The first clonal crop was obtained in July 2008. The plant material that regrew after the first cut (second clonal crop) was harvested in July 2009 (12-month-old plants) and used for the evaluation reported in this paper. Ten stalks taken randomly from each row were used for estimating field-productivity parameters. Plant productivity was estimated from the total number of stalks per row and the wet weight of 10 stalks. Stalk diameter was measured at the fifth internode from the plant base. Plant bending was estimated from a five-point approximate scale varying from 1 (straight; less than 5° of the angle between stalks) to 5 (bent; more than 150° of the angle between stalks). Dry biomass values were obtained after juice extraction of 500 g samples crushed in a hydraulic press. Sucrose yield was determined from polarimetric determination of sugars in the extracted juice .

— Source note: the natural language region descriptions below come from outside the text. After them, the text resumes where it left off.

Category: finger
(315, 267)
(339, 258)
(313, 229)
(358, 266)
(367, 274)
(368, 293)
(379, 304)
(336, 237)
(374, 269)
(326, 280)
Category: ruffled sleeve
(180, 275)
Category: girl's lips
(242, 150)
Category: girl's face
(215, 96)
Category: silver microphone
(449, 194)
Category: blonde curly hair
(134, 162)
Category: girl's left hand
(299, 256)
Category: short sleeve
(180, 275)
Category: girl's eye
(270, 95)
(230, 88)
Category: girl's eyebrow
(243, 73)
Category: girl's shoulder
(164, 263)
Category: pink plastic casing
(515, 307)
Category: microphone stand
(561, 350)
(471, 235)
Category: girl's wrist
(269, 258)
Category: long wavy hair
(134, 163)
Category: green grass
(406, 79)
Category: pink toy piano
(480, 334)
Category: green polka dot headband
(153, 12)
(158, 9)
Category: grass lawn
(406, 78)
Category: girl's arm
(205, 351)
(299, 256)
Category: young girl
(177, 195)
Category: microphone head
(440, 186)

In addition to the 11 experimental hybrids, two reference crops were included in the study. The first was a widely grown sugarcane cultivar often planted in family farms in the state of São Paulo to produce sugar syrup with a high sucrose concentration. This sample included 18-month-old stalks harvested in a farm located in Lorena, SP, Brazil (22°43'51" latitude south, 45°07'29" longitude west), and was termed the 'reference cultivar'. The second reference material was a sugarcane bagasse sample from a sugar and ethanol mill that crushes a mix of commercial sugarcane cultivars. This material, termed the 'mill bagasse' sample, was collected at the mill as freshly crushed material and air-dried to a final humidity of 12%, then stored in plastic bags until used.

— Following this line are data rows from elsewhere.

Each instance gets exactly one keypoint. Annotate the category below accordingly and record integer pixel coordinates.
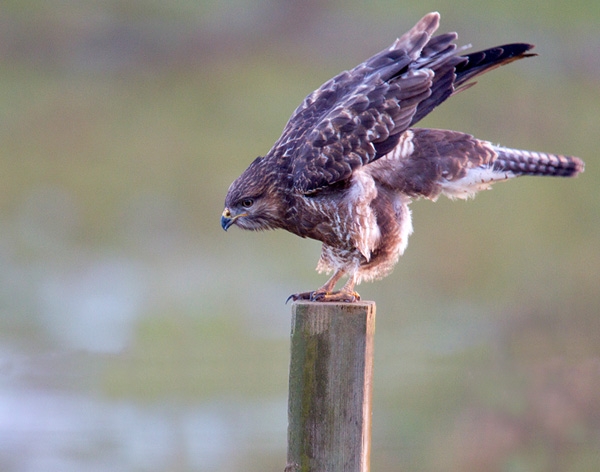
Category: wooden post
(331, 371)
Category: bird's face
(251, 202)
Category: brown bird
(348, 163)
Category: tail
(536, 163)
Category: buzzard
(348, 162)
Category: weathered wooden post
(331, 371)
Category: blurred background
(135, 335)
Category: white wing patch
(478, 178)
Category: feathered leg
(326, 293)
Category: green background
(135, 335)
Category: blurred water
(136, 335)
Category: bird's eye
(247, 202)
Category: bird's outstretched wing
(359, 115)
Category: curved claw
(340, 296)
(299, 296)
(323, 296)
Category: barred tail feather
(536, 163)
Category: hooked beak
(227, 219)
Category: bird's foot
(324, 296)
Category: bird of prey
(349, 162)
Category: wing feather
(358, 116)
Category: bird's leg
(346, 294)
(326, 289)
(326, 293)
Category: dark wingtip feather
(480, 62)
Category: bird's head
(252, 201)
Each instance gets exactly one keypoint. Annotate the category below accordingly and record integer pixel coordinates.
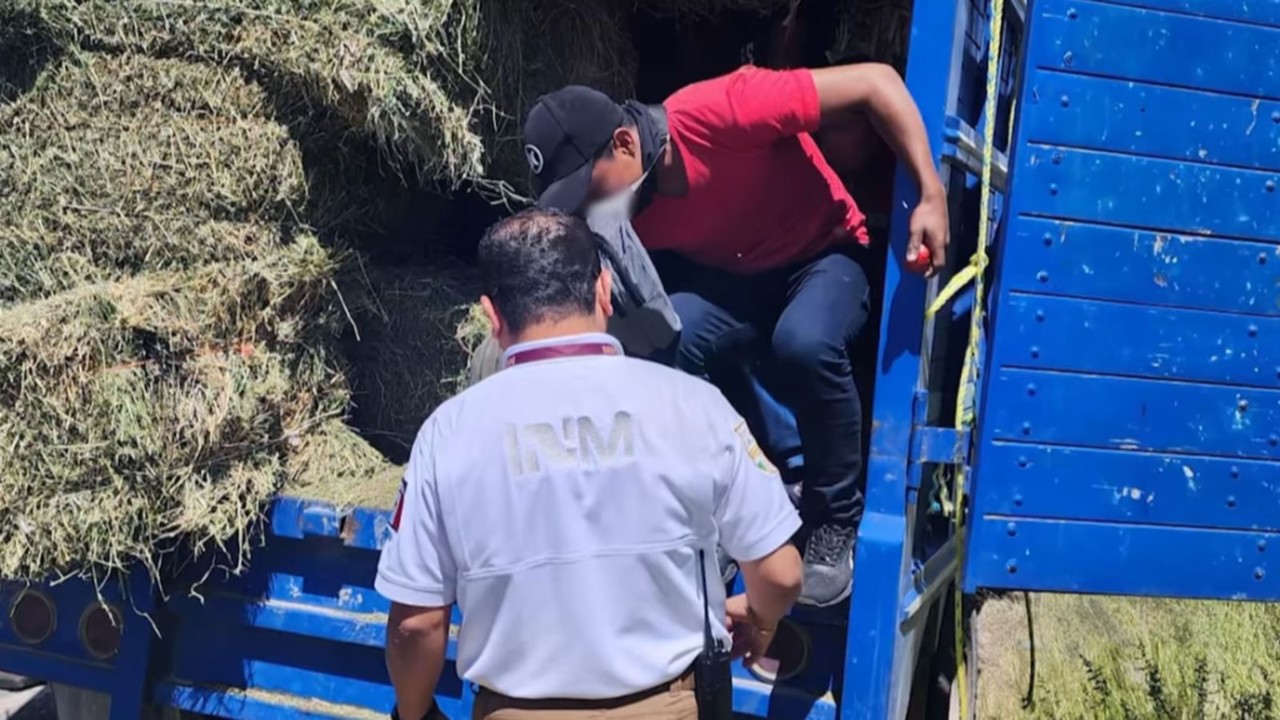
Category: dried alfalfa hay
(156, 410)
(873, 31)
(337, 465)
(393, 69)
(405, 356)
(115, 165)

For chemical characterization and enzymatic hydrolysis studies, approximately 15 stalks of the harvested hybrids or the reference cultivar were cut by a reaper machine into 5 to 10 mm long fragments. The cut material was blended in water and washed to remove sucrose. To avoid loss of fine particles (< 0.2 mm in length), the material was washed inside a PVC column 1 m long and 150 mm in diameter, with a 200-mesh screen at the bottom. Any particles passing through the screen were pumped back to the top of the column. Filtrate recirculation permitted the formation of a fiber mat at the column base that retained these particles. Water recirculation was stopped when the washing water was clear. After this point, additional blended biomass was applied to the column, and fresh water was passed through the column until the wash produced a negative color result in a phenol/sulfuric acid assay. The obtained biomass material was stored at -18°C until use. For the mill bagasse, the sample biomass was washed with water, air-dried, and stored at room temperature until use.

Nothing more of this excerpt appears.